FBI (news - web sites) special agent Jim Bogner said Saturday that authorities had some promising leads, and he invited whoever was responsible to contact the FBI.
"We want to assure him he has our attention and we want to understand what the situation is, because apparently he has some grievances," Bogner said. "He has our attention and we want to listen now.
"It's a much better option to exercise than planting bombs and injuring people who have nothing to do with these grievances."
Postal officials said the bombs were accompanied by typewritten notes in clear plastic bags that began: "Mailboxes are exploding! Why, you ask?"
Then it said, in part:
"If the government controls what you want to do they control what you can do. ... I'm obtaining your attention in the only way I can. More info is on its way. More 'attention getters' are on the way."
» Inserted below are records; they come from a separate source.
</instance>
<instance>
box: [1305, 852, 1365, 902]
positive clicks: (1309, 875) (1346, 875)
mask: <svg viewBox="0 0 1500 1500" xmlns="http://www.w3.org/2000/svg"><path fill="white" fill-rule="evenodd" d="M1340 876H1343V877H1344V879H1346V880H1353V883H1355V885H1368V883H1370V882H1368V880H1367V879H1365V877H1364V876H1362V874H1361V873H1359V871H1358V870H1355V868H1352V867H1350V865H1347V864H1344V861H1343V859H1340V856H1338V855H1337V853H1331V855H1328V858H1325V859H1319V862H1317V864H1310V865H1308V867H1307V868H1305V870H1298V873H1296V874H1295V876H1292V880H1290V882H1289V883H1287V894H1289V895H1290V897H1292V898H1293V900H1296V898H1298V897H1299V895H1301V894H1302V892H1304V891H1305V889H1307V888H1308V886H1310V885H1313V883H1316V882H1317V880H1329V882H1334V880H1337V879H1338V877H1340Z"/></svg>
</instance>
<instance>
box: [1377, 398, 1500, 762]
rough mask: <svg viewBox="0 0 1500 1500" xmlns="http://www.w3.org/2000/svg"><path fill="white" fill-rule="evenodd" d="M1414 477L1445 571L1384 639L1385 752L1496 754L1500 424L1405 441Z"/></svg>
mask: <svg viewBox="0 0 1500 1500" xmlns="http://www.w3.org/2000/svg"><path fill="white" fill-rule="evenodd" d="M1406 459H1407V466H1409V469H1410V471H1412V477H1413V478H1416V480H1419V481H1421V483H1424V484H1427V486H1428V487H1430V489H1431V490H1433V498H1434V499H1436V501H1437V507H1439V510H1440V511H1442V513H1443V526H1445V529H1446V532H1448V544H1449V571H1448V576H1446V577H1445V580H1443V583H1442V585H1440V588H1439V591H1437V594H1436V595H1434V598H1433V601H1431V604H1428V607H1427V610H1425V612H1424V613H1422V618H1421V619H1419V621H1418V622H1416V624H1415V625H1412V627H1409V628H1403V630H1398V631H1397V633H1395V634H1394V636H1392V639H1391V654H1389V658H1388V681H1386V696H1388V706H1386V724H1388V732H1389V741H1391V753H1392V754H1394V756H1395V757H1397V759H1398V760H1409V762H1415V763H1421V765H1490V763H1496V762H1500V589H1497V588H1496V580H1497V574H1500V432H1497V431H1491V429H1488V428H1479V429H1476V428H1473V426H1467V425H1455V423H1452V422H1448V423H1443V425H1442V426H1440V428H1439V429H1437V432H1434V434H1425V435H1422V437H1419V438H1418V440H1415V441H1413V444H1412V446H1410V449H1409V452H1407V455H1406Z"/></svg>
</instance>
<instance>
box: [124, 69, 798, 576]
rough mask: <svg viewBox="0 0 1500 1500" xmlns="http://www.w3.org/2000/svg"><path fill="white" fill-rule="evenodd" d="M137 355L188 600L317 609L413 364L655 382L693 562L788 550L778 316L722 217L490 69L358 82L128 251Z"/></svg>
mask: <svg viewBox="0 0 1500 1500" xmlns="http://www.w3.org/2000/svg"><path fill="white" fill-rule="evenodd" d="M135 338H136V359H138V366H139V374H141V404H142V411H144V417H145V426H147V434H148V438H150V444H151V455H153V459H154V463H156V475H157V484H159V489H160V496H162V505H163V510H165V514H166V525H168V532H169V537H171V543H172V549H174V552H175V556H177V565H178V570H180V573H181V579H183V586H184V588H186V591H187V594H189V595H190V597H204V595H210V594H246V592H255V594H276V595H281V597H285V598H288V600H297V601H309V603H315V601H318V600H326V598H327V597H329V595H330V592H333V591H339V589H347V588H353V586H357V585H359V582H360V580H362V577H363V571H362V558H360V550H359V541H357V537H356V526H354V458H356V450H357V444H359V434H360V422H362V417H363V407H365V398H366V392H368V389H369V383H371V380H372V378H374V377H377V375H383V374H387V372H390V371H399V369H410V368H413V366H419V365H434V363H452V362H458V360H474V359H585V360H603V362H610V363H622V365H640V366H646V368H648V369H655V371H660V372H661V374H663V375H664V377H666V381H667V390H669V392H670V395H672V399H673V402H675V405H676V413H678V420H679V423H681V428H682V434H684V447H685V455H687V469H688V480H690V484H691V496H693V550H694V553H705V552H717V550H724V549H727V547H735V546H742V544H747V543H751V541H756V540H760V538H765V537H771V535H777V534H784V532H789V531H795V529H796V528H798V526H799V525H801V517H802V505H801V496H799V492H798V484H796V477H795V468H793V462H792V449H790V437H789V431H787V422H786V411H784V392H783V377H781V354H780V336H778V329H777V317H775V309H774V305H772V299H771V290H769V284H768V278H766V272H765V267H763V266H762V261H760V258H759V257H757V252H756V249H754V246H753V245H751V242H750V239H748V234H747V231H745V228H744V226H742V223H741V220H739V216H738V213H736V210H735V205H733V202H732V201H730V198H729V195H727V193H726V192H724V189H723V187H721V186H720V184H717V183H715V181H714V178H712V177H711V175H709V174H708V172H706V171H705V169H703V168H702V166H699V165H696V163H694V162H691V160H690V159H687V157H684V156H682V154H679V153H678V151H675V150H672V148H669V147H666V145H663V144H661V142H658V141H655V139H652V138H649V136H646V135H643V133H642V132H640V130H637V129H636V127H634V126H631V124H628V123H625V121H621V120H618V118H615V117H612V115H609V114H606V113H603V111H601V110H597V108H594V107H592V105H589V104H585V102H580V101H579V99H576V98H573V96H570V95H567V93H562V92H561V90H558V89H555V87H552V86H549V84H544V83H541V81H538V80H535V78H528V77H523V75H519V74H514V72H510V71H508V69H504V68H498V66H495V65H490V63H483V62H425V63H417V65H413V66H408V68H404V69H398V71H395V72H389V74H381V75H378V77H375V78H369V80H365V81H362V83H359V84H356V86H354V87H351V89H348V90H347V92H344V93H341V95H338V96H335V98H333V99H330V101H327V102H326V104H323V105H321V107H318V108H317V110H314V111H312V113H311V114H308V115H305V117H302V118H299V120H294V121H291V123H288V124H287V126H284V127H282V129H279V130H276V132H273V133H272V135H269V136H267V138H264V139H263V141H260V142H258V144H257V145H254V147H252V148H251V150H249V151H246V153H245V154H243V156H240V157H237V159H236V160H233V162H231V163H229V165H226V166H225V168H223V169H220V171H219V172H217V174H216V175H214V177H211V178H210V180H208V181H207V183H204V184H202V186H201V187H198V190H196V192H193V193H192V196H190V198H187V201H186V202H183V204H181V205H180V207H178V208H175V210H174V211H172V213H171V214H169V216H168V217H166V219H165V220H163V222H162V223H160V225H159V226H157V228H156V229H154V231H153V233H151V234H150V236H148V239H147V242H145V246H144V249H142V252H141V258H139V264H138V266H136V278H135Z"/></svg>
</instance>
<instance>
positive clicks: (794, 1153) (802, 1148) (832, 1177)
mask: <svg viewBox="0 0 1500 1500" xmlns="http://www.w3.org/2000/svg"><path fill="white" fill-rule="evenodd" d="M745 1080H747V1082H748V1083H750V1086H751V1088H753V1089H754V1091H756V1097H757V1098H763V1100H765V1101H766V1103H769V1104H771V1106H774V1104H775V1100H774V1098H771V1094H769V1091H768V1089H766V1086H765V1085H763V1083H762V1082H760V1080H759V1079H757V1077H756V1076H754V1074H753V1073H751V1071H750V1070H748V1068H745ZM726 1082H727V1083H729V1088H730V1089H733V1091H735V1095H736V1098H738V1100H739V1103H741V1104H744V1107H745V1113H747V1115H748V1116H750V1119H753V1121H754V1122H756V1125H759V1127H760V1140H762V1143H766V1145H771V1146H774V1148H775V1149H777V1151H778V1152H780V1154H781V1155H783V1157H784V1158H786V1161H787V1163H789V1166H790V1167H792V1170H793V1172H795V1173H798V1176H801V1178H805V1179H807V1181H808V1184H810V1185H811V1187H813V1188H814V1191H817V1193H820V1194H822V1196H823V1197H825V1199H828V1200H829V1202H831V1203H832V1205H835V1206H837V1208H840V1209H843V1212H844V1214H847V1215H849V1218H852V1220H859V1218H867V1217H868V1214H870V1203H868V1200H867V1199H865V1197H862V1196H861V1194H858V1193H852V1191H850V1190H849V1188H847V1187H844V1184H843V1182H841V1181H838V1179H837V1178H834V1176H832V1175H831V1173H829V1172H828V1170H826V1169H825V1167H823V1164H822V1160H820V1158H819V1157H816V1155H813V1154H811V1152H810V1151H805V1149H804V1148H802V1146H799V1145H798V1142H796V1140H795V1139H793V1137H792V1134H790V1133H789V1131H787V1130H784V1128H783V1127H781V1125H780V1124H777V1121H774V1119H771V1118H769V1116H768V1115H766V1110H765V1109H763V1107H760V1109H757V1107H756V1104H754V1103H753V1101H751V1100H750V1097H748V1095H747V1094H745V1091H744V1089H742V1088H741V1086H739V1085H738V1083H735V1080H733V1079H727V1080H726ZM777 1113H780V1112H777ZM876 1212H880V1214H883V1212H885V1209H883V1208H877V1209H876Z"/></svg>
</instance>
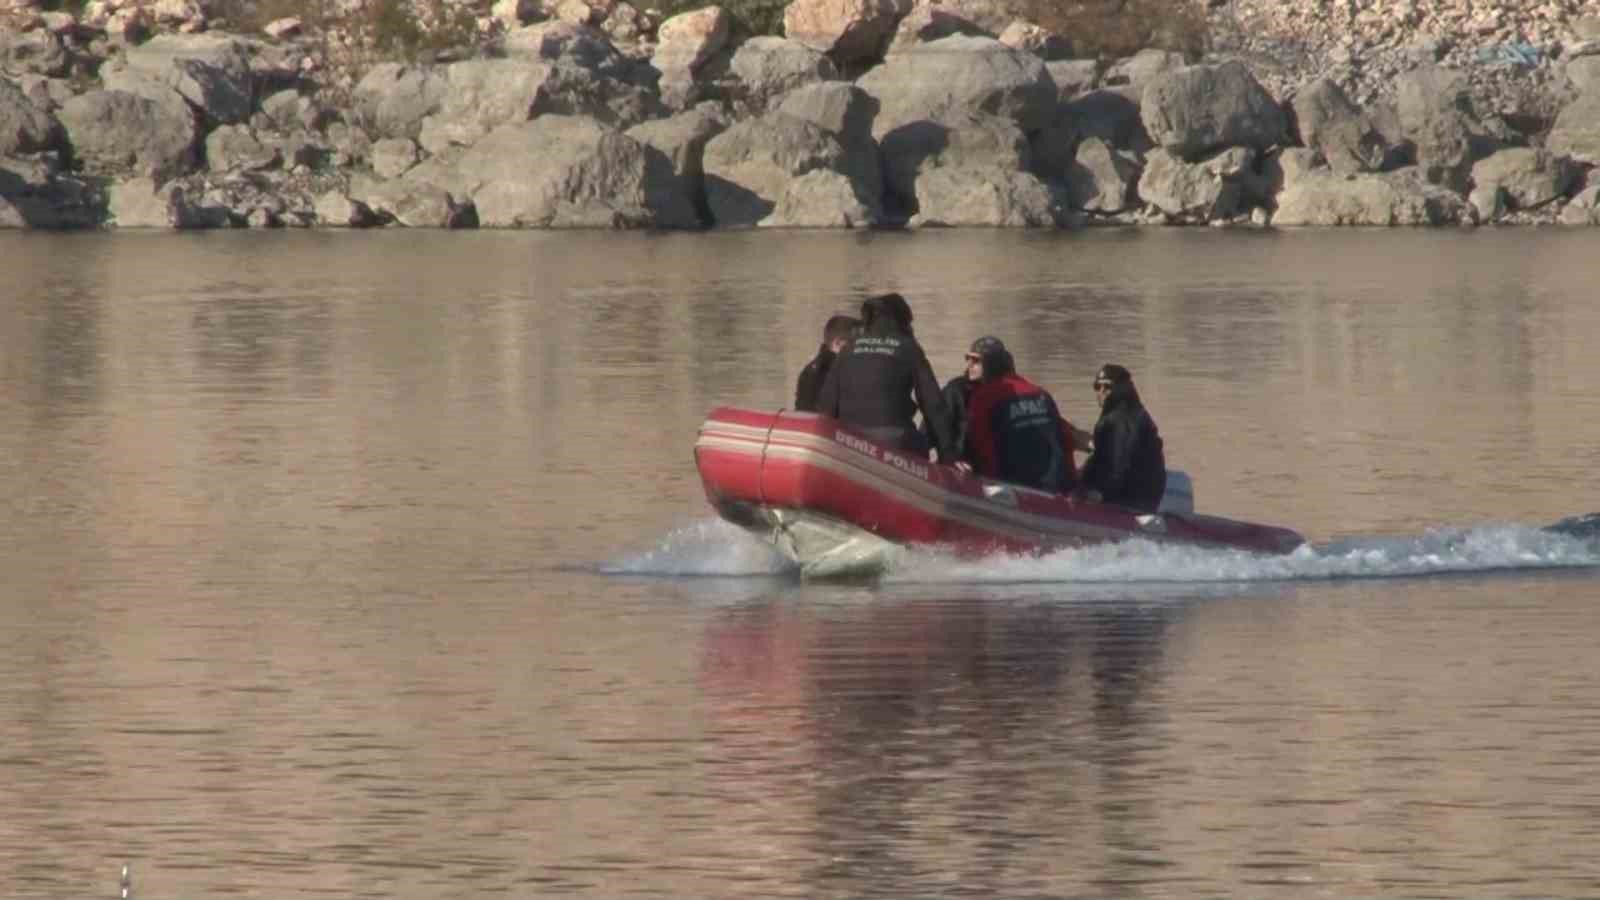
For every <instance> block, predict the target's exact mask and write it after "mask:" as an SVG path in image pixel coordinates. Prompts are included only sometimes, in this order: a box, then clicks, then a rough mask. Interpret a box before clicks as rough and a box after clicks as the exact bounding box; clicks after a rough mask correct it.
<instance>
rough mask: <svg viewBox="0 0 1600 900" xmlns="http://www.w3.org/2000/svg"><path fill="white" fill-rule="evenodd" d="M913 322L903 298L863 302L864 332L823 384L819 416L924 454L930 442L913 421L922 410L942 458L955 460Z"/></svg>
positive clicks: (908, 449)
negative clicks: (830, 416) (819, 414)
mask: <svg viewBox="0 0 1600 900" xmlns="http://www.w3.org/2000/svg"><path fill="white" fill-rule="evenodd" d="M910 322H912V314H910V304H907V303H906V298H904V296H901V295H898V293H882V295H877V296H870V298H867V299H866V301H864V303H862V304H861V330H859V331H858V333H856V338H854V340H851V341H850V344H848V346H846V348H845V349H843V351H842V352H840V354H838V359H835V360H834V365H832V368H829V372H827V378H824V380H822V389H821V392H819V394H818V408H816V412H819V413H822V415H827V416H834V418H837V420H838V421H842V423H845V424H851V426H854V428H856V429H859V431H861V432H862V434H866V436H867V437H870V439H872V440H877V442H878V444H883V445H886V447H894V448H898V450H906V452H910V453H918V455H923V456H926V453H928V444H930V442H928V439H925V437H923V434H922V431H918V429H917V423H915V420H914V416H915V415H917V412H918V410H920V412H922V418H923V421H925V423H928V424H930V426H931V428H933V448H936V450H938V453H939V460H954V450H952V447H954V444H952V440H950V429H949V418H947V413H946V410H944V400H942V399H941V397H939V383H938V381H936V380H934V378H933V367H931V365H928V356H926V354H925V352H923V351H922V344H918V343H917V338H915V336H914V335H912V327H910ZM912 397H915V399H912Z"/></svg>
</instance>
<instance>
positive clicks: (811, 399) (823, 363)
mask: <svg viewBox="0 0 1600 900" xmlns="http://www.w3.org/2000/svg"><path fill="white" fill-rule="evenodd" d="M859 327H861V320H859V319H856V317H854V315H834V317H830V319H829V320H827V323H826V325H822V346H819V348H818V349H816V356H814V357H811V362H808V364H806V365H805V368H802V370H800V378H798V380H797V381H795V410H798V412H802V413H814V412H816V396H818V394H821V392H822V381H824V380H827V370H829V368H834V360H835V359H838V351H842V349H845V344H848V343H850V338H851V336H853V335H854V331H856V328H859Z"/></svg>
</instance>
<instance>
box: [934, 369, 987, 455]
mask: <svg viewBox="0 0 1600 900" xmlns="http://www.w3.org/2000/svg"><path fill="white" fill-rule="evenodd" d="M974 388H978V383H976V381H973V380H971V378H968V376H965V375H957V376H955V378H952V380H949V381H946V383H944V391H939V399H941V400H944V418H946V421H949V423H950V450H952V452H954V453H955V455H954V456H950V458H949V460H946V458H944V456H939V461H941V463H955V461H958V460H966V461H968V463H971V461H973V460H971V452H970V450H968V448H966V404H968V400H971V399H973V389H974ZM922 436H923V437H925V439H926V440H928V445H930V447H934V445H938V442H936V440H934V437H933V426H931V424H928V416H923V420H922Z"/></svg>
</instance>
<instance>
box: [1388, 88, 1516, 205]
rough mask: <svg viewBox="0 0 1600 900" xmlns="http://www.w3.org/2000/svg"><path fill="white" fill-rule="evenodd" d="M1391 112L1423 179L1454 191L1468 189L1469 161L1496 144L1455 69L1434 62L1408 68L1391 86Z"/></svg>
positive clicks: (1459, 191) (1475, 160)
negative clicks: (1408, 141)
mask: <svg viewBox="0 0 1600 900" xmlns="http://www.w3.org/2000/svg"><path fill="white" fill-rule="evenodd" d="M1395 112H1397V115H1398V120H1400V130H1402V131H1403V133H1405V136H1406V139H1408V141H1410V143H1411V144H1413V147H1414V149H1416V151H1414V159H1416V165H1418V168H1419V171H1421V175H1422V178H1424V179H1427V181H1430V183H1434V184H1443V186H1445V187H1450V189H1451V191H1454V192H1458V194H1466V192H1467V187H1469V179H1470V175H1472V163H1474V162H1477V160H1480V159H1483V157H1486V155H1490V154H1491V152H1494V151H1496V149H1499V147H1498V141H1494V139H1493V138H1491V136H1490V135H1488V130H1486V128H1485V125H1483V122H1482V120H1480V119H1478V117H1477V112H1475V110H1474V107H1472V94H1470V90H1469V85H1467V80H1466V78H1464V77H1462V75H1459V74H1456V72H1446V70H1445V69H1438V67H1432V66H1427V67H1421V69H1413V70H1410V72H1406V74H1405V75H1402V77H1400V82H1398V85H1397V86H1395Z"/></svg>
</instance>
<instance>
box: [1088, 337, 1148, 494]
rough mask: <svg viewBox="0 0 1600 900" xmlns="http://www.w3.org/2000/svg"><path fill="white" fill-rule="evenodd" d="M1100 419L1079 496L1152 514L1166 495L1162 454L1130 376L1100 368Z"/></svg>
mask: <svg viewBox="0 0 1600 900" xmlns="http://www.w3.org/2000/svg"><path fill="white" fill-rule="evenodd" d="M1094 396H1096V397H1099V404H1101V416H1099V421H1096V423H1094V453H1091V455H1090V458H1088V461H1086V463H1083V487H1085V498H1086V500H1090V501H1098V503H1099V501H1102V503H1117V504H1120V506H1128V508H1131V509H1141V511H1146V512H1155V509H1157V508H1158V506H1160V504H1162V493H1165V492H1166V453H1165V450H1163V447H1162V432H1160V429H1157V428H1155V420H1154V418H1150V413H1149V412H1147V410H1146V408H1144V402H1142V400H1141V399H1139V391H1138V389H1136V388H1134V386H1133V375H1131V373H1130V372H1128V370H1126V368H1123V367H1120V365H1115V364H1106V365H1102V367H1101V370H1099V372H1098V373H1096V375H1094Z"/></svg>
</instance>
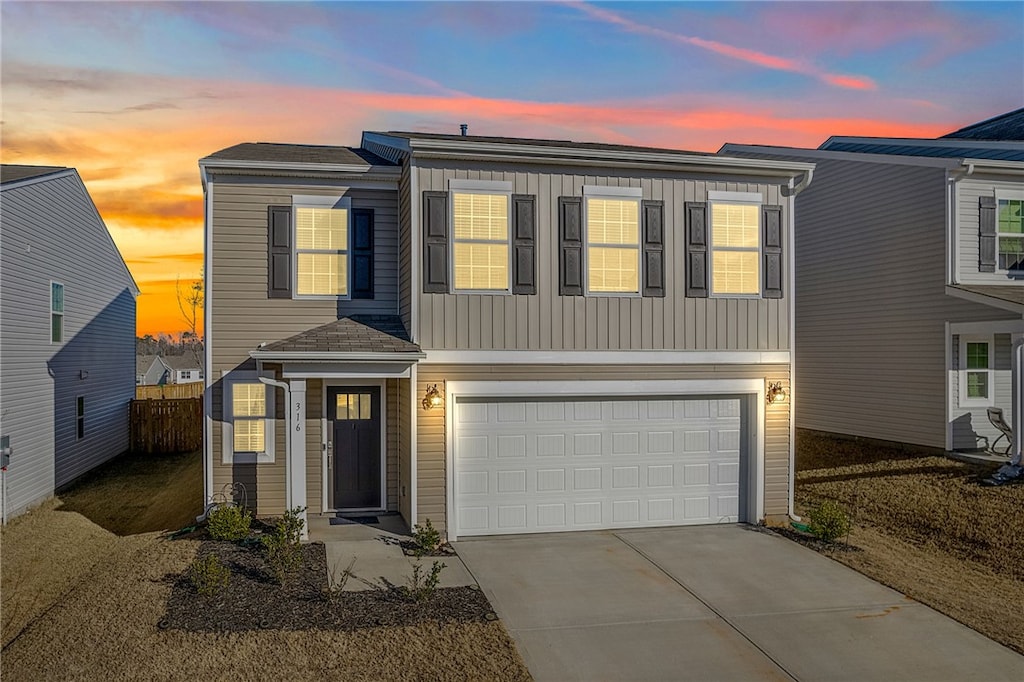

The note was signed, "Someone Who Cares."
Authorities still were collecting evidence at the scenes on Saturday, said Jon Petersen, a special agent with the Bureau of Alcohol, Tobacco and Firearms.
"Not all the letters have been examined or analyzed," he said.
Officials described the bombs as three-quarter-inch steel pipes attached to a 9-volt battery, which appeared to be triggered by being touched or moved.
Jon Petersen, a special agent with the Bureau of Alcohol, Tobacco and Firearms, said some of the bombs went off when the mailbox was opened and others went off when they were moved.
Postal officials were working with the Iowa state crime lab to devise a gadget similar to a fishing pole that would allow inspectors to open a mailbox without having to get close to it, said Ron Jensen, a postal inspector from Des Moines, Iowa.
In Illinois' Carroll County, Sheriff Rod Herrick spent Saturday morning opening mailboxes for worried residents. He fastened a clamp to the mailbox handle, tied fishing line to the clamp, then stepped behind his car and pulled on the line.
"It's no high-tech thing. I'm not a bomb expert," Herrick said. "But I need to do something to keep the calm here."
Even though mail delivery was suspended, hundreds of postal workers were scheduled to report to work Saturday at the mail processing facility in Milan, Iowa, to sort letters and packages.
Instead of loading delivery trucks and shouldering mail bags, they were to attend safety lectures, including training on how to recognize explosives.